The question, therefore, is: When does the “cause of action” within the meaning of the Suits in Admiralty Act -arise as it applies to an action instituted under the authority of the Clarification Act? Libellant argues that the “cause of action” arises only upon administrative disallowance of the claim and that therefore the two-year period of limitations should not commence in this case until the date of the administrative disallowance of the claim, April 17, *5951947, as appears by affidavit of the proctors for the libellant. He argues that such dis-allowance is a condition precedent to the right to sue the United States and, therefore, the “cause of action” does not arise until that condition has been complied with. In support of his position libellant cites Thurston v. United States, 9 Gir., 1950, 179 F.2d 514. In that case, the accident occurred on July 10, 1946, and the claim was filed on April 16, 1948. No action was taken on the claim and under War Shipping Administration regulations, after sixty (60) days it was presumptively disallowed. The libel was filed August 4, 1948, or two years and twenty-five days after the accident. The Court of Appeals for the Ninth Circuit, Denman, G. J., held that it was timely filed. I am impressed by the reasoning in that Opinion but the Court of Appeals for this Circuit has indicated a contrary result by an expression in the clearest language in Rodinciuc v. United States, 3 Cir., 1949, 175 F.2d 479, 481. In that case, it was held that the seaman had never perfected his statutory right to sue the United States because he had failed to file his claim before ‘instituting suit. The point before me, therefore, was not considered, but in the opinion, Goodrich, J., on behalf of the Court, stated “ * * * The seaman has two years from the time of his injury to start suit. Within that two-year period he must file a claim with the Administrator, and if it is disallowed, the seaman may sue. * * * ” (Emphasis supplied.) The language is clear and unequivocal. The seaman must institute suit within two years from the time of his injury. Though the statement is dictum, I feel bound by the expression. If the statement was made without consideration of the implications in the exact situation before me, any modification thereof is the province of the Court of Appeals.

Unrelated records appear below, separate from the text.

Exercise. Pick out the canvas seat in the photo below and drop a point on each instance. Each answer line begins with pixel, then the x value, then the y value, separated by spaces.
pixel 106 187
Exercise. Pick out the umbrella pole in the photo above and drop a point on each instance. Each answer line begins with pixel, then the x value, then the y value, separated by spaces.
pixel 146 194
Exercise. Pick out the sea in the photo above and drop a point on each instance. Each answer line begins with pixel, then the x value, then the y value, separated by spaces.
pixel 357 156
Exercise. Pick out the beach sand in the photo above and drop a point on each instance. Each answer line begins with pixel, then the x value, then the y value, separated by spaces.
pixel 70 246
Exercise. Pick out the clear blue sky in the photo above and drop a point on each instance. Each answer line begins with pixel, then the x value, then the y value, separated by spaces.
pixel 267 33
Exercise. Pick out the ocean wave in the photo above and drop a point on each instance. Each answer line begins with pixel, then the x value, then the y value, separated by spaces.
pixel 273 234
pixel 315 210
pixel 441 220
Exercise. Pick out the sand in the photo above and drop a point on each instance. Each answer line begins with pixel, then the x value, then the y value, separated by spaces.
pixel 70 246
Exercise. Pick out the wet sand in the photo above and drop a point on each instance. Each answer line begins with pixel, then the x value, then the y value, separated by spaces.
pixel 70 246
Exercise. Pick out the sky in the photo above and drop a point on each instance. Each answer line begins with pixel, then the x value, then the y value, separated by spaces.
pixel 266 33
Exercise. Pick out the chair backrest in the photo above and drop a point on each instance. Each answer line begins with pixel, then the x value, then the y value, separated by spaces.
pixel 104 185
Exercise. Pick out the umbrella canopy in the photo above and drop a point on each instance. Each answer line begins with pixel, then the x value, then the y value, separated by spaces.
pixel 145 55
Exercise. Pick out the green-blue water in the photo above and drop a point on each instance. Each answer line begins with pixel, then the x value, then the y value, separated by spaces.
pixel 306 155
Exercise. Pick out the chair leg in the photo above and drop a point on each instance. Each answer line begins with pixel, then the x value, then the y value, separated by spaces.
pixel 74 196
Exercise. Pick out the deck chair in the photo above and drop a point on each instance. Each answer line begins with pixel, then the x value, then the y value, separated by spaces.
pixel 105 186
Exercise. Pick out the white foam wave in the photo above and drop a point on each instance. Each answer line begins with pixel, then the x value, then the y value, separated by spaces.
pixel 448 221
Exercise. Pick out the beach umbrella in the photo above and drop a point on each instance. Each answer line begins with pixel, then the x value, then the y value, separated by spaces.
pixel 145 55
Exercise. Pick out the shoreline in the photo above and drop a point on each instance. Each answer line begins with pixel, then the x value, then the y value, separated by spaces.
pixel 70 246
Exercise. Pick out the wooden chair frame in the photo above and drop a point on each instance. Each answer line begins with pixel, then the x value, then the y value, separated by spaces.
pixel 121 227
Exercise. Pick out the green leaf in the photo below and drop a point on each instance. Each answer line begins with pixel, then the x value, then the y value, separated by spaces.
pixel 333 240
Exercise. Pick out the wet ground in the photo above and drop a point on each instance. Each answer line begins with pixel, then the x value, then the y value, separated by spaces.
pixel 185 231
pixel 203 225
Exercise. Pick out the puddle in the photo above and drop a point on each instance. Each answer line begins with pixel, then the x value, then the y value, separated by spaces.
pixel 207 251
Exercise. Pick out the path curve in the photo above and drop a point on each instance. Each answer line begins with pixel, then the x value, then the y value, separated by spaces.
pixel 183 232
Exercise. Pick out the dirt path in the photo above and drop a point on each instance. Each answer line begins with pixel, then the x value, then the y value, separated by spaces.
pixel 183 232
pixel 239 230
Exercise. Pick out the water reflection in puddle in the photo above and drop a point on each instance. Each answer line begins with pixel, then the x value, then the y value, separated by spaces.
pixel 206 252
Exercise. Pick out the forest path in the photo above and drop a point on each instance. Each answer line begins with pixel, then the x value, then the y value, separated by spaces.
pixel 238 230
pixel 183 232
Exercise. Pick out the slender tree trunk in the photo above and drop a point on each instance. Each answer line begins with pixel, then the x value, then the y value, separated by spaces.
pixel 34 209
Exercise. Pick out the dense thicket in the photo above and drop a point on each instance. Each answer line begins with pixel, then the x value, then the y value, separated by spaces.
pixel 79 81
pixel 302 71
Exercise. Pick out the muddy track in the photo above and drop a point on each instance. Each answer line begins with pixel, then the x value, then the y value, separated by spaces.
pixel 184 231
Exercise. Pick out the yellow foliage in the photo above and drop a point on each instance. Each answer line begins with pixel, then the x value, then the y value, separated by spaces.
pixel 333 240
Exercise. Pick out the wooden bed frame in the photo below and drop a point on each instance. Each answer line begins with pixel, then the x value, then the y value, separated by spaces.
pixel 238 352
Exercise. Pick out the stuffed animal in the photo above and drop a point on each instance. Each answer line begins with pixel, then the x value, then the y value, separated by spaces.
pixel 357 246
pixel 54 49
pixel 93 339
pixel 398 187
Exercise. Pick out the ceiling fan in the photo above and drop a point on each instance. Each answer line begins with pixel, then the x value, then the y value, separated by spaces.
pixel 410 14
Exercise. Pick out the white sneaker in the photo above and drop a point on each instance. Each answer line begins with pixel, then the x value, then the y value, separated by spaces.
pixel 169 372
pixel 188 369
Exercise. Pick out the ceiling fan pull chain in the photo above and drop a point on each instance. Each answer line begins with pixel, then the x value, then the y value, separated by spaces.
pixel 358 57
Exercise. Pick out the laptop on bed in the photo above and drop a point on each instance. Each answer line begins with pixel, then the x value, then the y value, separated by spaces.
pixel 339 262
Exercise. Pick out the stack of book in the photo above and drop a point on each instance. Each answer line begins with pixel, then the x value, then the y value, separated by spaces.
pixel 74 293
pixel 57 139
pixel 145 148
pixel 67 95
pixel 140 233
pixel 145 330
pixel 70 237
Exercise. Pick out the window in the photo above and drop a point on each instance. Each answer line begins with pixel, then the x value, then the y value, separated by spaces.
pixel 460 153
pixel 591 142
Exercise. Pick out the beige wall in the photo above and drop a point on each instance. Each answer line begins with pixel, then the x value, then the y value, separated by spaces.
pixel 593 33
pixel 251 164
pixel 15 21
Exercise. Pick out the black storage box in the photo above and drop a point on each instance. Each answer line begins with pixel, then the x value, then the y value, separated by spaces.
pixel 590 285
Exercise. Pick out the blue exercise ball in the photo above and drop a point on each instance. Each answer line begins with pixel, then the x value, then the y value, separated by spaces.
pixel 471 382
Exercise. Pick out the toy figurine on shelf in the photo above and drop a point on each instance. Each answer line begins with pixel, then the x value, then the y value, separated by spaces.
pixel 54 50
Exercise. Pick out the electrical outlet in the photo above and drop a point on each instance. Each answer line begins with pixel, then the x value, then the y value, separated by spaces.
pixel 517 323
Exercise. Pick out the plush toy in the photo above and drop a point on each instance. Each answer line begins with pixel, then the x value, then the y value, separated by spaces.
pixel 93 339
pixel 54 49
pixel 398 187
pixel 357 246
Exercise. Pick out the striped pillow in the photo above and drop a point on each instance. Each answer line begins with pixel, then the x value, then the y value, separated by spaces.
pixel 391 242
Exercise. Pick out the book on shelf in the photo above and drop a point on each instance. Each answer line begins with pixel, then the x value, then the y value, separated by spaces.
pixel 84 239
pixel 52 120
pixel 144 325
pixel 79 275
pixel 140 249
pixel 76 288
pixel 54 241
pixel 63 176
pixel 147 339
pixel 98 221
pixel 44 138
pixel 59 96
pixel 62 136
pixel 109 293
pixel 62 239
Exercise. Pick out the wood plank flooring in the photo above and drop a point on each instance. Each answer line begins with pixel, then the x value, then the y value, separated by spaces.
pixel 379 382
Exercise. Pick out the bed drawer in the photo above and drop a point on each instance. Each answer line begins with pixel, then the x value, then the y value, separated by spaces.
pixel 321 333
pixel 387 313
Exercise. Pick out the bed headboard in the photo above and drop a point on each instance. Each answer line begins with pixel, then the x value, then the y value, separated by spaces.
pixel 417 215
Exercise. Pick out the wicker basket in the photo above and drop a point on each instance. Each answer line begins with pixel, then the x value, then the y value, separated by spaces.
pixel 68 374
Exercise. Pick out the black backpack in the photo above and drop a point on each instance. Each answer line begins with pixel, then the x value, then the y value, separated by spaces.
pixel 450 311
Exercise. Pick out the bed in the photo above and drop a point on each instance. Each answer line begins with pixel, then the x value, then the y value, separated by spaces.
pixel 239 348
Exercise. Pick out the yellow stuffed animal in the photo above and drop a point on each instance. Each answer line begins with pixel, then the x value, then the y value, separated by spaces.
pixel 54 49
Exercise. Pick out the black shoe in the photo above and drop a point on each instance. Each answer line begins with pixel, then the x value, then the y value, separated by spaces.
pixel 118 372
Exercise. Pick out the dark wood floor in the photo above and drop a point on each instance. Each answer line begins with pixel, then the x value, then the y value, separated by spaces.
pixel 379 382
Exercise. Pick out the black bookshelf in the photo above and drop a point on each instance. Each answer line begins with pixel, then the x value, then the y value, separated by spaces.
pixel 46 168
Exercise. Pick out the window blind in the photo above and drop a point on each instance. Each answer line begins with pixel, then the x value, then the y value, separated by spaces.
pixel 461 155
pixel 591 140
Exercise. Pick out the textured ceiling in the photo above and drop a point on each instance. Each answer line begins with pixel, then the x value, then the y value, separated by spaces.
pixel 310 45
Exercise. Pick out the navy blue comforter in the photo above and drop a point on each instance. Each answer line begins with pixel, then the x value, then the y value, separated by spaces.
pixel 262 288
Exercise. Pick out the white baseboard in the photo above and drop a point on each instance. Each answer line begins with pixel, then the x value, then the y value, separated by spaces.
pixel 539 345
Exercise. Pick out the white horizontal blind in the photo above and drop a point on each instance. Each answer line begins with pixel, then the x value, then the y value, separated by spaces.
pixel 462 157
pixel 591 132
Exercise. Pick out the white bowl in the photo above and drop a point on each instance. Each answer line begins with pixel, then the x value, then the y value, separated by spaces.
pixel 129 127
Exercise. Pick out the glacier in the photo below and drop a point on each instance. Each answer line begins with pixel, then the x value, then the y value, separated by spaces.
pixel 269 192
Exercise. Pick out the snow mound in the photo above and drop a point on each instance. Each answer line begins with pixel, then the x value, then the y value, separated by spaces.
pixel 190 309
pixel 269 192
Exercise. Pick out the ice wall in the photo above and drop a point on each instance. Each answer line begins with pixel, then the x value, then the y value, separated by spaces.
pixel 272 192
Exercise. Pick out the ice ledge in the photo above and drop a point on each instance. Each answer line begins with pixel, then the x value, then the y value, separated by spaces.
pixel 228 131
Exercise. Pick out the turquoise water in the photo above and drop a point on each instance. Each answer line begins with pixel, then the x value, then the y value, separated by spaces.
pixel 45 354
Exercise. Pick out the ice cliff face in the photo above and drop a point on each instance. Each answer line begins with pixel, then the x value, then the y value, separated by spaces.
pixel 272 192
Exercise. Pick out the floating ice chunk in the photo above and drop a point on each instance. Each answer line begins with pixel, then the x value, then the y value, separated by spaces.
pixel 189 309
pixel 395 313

The libel, therefore, must be dismissed as to the first cause of action except in so far as it alleges negligence in failing to provide proper and adequate medical care and attention and maintenance for the alleviation and cure of libellant’s injuries. The duty to provide maintenance and cure is a continuing one and I cannot say as a matter of law that it could not have continued to a time within the two-year period of limitations. Christo v. United States, D.C., 83 F.Supp. 960; cf. Ran v. Atlantic Refining Company, D.C., 87 F.Supp. 853.

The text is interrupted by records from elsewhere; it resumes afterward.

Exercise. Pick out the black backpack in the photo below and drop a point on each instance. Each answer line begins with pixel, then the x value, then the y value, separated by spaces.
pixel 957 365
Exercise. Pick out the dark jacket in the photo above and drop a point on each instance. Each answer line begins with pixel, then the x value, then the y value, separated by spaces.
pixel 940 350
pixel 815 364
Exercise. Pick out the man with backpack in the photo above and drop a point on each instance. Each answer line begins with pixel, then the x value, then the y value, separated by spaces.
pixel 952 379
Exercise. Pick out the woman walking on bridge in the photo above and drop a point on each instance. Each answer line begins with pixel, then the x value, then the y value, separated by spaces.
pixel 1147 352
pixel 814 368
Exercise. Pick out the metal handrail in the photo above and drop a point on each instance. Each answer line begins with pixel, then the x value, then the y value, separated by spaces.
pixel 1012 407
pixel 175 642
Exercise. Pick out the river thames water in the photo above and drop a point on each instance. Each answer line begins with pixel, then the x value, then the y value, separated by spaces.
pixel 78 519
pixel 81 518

As to the second cause of action, for maintenance and cure, the liability for maintenance and cure is a continuing one and may be asserted for the two-year period immediately preceding the filing of the libel. Kruhmin v. United States War Shipping Administration, D.C., 81 F.Supp. 689. The motion to dismiss the cause of action for maintenance and cure is therefore granted only as to any claim preceding January 22, 1946. As to the claim for maintenance and cure from and after January 22, 1946, the motion will be dismissed.

Order

And Now, to wit, this 12th day of July, A. D. 1950, for the reasons set forth in the foregoing Opinion, it is ordered, adjudged and decreed that respondent’s motion to dismiss the first cause of action be and it is hereby granted in so far as it relates to- sub-paragraphs (a), (b), (c), (d), (e), (f) and (h) of paragraph 8 of the libel.

It is further ordered, adjudged and decreed that the respondent’s motion to dismiss the second cause of action, for maintenance and cure, be and it is hereby granted as to any claim for the period predating January 22, 1946; as to the claim for the period from and after January 22, 1946, the motion is hereby dismissed.